Even assuming Seaver does have such an interest, the next question is whether he was afforded due process at his court-martial with regard to the taking or denial of retirement benefits. The potential loss of retirement benefits was a proper matter for consideration by factfinders at petitioner's courts-martial. Sumrall, 45 M.J. at 209; United States v. Griffin, 25 M.J. 423 (CMA 1988), cert. denied, 487 U.S. 1206, 108 S. Ct. 2849, 101 L. Ed. 2d 886 (1988); see also United States v. Greaves, 46 M.J. 133 (CMA 1997). Petitioner was allowed to present such evidence at his court-martial proceedings. To the extent that a dismissal affects retirement benefits including pay, these procedures have been held to satisfy the meaningful-opportunity-to-be-heard concerns of the Due Process Clause. Sumrall, 45 M.J. at 209.

Dismissal is a punishment long known to our military and the armies of other civilized countries. Id., citing United States v. Ohrt, 28 M.J. 301, 306 (CMA 1989). The effect of dismissal on retirement pay has long been recognized. Sumrall, 45 M.J. at 209 citing Hooper v. United States, 164 Ct. Cl. 151, 326 F.2d 982, 988, cert. denied, 377 U.S. 977, 84 S. Ct. 1882, 12 L. Ed. 2d 746 (1964) (since plaintiff was validly dismissed from the Navy, his entitlement to retired pay no longer existed). However, as noted above, it is the Secretary of the Navy or Air Force who denies retired status to a service-member, not a court-martial. This Court has no jurisdiction under the habeas corpus statute to review a service Secretary's decision as to retirement when and if such action is taken, or the consequences that a service-member suffers after execution of a proper sentence under the Uniform Code of Military Justice. Even though a court-martial sentence may result in a huge loss of retirement pay, loss of veteran benefits, loss of the right to vote, or possess firearms, etc., these consequences all are beyond the jurisdiction of the habeas court. Provisions of the Uniform Code of Military are the laws that take away petitioner's projected pension and they are civil, not criminal laws.
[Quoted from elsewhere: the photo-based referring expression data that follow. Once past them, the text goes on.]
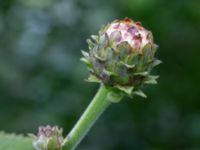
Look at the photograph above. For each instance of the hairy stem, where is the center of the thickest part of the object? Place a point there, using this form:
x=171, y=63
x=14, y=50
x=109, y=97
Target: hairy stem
x=97, y=106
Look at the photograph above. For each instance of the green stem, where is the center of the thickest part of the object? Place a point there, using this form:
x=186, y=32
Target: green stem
x=99, y=103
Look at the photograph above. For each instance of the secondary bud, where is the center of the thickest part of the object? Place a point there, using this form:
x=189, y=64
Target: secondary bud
x=122, y=57
x=48, y=138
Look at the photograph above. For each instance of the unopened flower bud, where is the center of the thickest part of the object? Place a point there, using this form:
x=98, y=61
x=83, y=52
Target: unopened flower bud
x=48, y=138
x=122, y=57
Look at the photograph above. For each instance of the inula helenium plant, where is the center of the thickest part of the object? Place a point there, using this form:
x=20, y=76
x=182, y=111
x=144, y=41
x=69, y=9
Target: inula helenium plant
x=120, y=58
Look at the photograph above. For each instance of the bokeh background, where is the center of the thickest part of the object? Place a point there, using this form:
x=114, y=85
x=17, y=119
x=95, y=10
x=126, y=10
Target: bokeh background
x=42, y=78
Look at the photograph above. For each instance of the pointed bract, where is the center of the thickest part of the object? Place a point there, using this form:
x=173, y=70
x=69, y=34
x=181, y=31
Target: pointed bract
x=122, y=57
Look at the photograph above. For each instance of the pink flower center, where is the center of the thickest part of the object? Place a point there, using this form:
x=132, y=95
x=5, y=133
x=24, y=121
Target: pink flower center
x=133, y=33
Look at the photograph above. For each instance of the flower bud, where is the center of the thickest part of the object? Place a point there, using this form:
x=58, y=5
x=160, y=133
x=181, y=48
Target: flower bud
x=48, y=138
x=122, y=57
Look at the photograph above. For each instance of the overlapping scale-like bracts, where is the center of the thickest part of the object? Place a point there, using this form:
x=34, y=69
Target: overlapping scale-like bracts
x=122, y=57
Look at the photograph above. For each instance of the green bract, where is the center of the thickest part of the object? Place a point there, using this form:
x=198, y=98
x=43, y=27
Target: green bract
x=122, y=57
x=48, y=138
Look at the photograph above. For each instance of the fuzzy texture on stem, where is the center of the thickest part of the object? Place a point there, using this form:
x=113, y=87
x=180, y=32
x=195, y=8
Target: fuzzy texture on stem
x=97, y=106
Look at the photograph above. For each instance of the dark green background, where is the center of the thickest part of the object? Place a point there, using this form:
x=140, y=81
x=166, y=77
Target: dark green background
x=42, y=79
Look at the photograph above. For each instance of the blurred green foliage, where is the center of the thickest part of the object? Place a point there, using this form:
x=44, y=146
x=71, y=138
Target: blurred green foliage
x=42, y=79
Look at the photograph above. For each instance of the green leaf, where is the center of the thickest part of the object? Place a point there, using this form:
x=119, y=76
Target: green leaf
x=151, y=80
x=127, y=89
x=85, y=54
x=141, y=73
x=156, y=62
x=15, y=142
x=93, y=78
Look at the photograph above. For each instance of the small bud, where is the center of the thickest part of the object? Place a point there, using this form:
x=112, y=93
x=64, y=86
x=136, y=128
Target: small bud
x=48, y=138
x=122, y=57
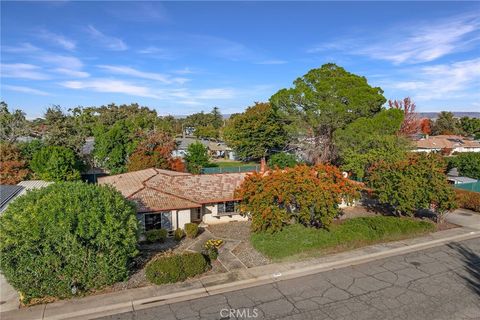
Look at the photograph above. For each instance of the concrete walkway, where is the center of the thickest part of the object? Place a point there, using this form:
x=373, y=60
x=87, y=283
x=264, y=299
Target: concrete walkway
x=151, y=296
x=464, y=218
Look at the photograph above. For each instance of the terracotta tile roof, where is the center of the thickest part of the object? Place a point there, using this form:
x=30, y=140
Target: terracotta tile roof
x=128, y=183
x=150, y=200
x=156, y=189
x=205, y=188
x=446, y=141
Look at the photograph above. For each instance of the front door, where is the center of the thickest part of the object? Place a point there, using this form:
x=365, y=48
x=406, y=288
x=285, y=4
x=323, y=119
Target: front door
x=196, y=214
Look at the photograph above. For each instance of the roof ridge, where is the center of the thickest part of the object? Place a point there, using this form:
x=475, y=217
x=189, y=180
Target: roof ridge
x=173, y=195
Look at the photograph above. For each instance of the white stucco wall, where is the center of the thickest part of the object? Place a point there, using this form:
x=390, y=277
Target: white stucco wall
x=210, y=216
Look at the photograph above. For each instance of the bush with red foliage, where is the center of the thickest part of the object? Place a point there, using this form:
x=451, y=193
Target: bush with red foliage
x=307, y=195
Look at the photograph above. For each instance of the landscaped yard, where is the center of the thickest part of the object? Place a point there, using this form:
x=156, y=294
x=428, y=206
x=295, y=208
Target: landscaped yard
x=299, y=241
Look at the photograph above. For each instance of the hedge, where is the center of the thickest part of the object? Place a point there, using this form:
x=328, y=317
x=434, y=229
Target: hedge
x=67, y=238
x=468, y=199
x=176, y=267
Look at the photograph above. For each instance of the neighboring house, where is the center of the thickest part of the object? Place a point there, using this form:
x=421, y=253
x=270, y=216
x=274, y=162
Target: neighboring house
x=10, y=192
x=216, y=149
x=169, y=199
x=447, y=144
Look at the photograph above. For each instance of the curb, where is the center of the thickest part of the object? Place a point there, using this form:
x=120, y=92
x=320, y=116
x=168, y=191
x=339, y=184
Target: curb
x=290, y=272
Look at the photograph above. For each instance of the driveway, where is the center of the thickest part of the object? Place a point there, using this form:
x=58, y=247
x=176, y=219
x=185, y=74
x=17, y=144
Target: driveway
x=437, y=283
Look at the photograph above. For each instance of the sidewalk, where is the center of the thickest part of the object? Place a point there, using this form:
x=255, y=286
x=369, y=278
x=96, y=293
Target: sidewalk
x=147, y=297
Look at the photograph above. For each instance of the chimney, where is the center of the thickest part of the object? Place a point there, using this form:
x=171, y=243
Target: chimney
x=263, y=165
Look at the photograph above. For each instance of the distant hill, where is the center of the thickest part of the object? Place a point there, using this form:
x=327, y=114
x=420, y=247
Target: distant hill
x=434, y=115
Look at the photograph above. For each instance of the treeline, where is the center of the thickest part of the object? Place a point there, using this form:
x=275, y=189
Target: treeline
x=329, y=115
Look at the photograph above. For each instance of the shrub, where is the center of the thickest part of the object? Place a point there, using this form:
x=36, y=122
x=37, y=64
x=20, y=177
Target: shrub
x=413, y=184
x=175, y=267
x=156, y=235
x=303, y=194
x=468, y=199
x=67, y=235
x=191, y=229
x=282, y=160
x=179, y=234
x=54, y=163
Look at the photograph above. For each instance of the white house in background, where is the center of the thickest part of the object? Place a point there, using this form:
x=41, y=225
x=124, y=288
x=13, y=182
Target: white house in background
x=168, y=199
x=448, y=143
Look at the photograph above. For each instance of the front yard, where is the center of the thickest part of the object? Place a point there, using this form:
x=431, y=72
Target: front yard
x=297, y=241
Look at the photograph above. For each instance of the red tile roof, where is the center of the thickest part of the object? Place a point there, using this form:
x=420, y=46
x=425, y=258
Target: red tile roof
x=157, y=190
x=446, y=141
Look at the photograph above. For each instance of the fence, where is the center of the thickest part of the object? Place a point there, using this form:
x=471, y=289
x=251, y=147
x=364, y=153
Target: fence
x=474, y=186
x=211, y=170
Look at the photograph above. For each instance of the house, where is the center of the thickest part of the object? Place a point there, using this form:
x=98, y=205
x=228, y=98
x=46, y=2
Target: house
x=10, y=192
x=168, y=199
x=447, y=144
x=216, y=149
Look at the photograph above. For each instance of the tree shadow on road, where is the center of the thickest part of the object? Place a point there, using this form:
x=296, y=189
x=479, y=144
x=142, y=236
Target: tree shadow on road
x=472, y=266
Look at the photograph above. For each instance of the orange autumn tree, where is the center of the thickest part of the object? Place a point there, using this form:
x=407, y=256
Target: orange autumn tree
x=154, y=151
x=303, y=194
x=13, y=168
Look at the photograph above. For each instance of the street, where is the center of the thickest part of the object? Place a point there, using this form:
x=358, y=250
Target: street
x=437, y=283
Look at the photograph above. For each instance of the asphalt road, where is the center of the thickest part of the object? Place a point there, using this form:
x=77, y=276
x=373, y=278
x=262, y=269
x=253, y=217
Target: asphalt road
x=437, y=283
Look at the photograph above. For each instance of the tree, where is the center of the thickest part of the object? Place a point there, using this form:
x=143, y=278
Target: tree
x=471, y=126
x=256, y=133
x=467, y=163
x=282, y=160
x=410, y=185
x=303, y=194
x=426, y=126
x=446, y=124
x=66, y=239
x=322, y=101
x=410, y=124
x=196, y=157
x=369, y=140
x=13, y=168
x=12, y=125
x=113, y=145
x=62, y=131
x=54, y=163
x=154, y=150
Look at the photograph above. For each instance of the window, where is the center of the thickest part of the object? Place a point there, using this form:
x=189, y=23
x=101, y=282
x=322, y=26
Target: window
x=158, y=221
x=227, y=207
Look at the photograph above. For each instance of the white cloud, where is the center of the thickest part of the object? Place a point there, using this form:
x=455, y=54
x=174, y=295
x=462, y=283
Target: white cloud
x=22, y=48
x=72, y=73
x=108, y=42
x=111, y=86
x=415, y=43
x=26, y=90
x=58, y=40
x=22, y=71
x=442, y=81
x=125, y=70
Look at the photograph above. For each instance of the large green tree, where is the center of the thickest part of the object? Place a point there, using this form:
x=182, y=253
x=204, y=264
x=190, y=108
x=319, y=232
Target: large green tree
x=12, y=124
x=369, y=140
x=256, y=133
x=196, y=157
x=322, y=101
x=55, y=163
x=410, y=185
x=66, y=239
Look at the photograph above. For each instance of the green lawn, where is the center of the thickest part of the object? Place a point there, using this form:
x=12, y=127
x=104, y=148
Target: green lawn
x=224, y=164
x=299, y=241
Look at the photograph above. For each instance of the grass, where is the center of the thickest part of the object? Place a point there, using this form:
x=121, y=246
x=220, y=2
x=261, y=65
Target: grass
x=233, y=164
x=299, y=241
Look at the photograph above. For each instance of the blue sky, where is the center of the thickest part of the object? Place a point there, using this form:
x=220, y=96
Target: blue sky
x=184, y=57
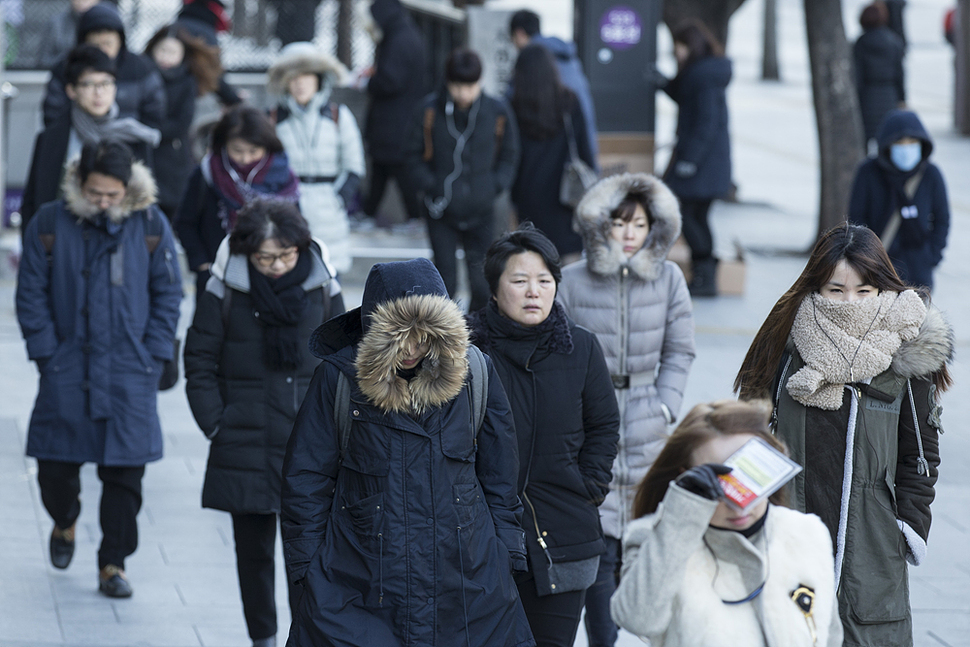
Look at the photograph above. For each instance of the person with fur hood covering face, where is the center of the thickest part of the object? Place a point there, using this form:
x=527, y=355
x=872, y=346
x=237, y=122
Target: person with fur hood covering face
x=637, y=304
x=403, y=527
x=855, y=362
x=322, y=141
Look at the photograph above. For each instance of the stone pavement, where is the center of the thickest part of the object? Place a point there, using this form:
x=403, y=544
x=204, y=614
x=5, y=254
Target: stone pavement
x=186, y=594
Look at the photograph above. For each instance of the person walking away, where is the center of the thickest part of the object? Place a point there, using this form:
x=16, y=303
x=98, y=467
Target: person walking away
x=247, y=369
x=321, y=140
x=696, y=571
x=89, y=75
x=636, y=303
x=462, y=151
x=395, y=86
x=901, y=196
x=855, y=362
x=246, y=160
x=566, y=421
x=551, y=124
x=700, y=165
x=401, y=523
x=98, y=296
x=880, y=79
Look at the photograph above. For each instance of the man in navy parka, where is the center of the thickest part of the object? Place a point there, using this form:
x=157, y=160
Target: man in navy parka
x=412, y=536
Petitioner or his family may have a remedy in a political forum or administratively, or *1221 in a civil action challenging the constitutionality of relevant statutes or the actions of the Secretary of the Navy. The dissenting judge in Ives suggested that the possible punishments a court-martial may impose be changed to include a discharge with no loss of retirement benefits. The military judge in Sumrall, 45 M.J. at 211, concluded:

 
It is my personal belief that something should be done about the problem in the military justice system where the effect of the court-martial sentence for a crime inevitably triggers a huge loss in retirement pay. There is a solution to this problem. I have written about it but can do no more.

The court concludes that petitioner has stated no grounds for federal habeas corpus relief and this action must be dismissed.

NOTES

[1] The CMA agreed to review only one issue not before this court. The United States Supreme Court denied a petition for writ of certiorari on October 3, 1994, presumably on the issue not before this court.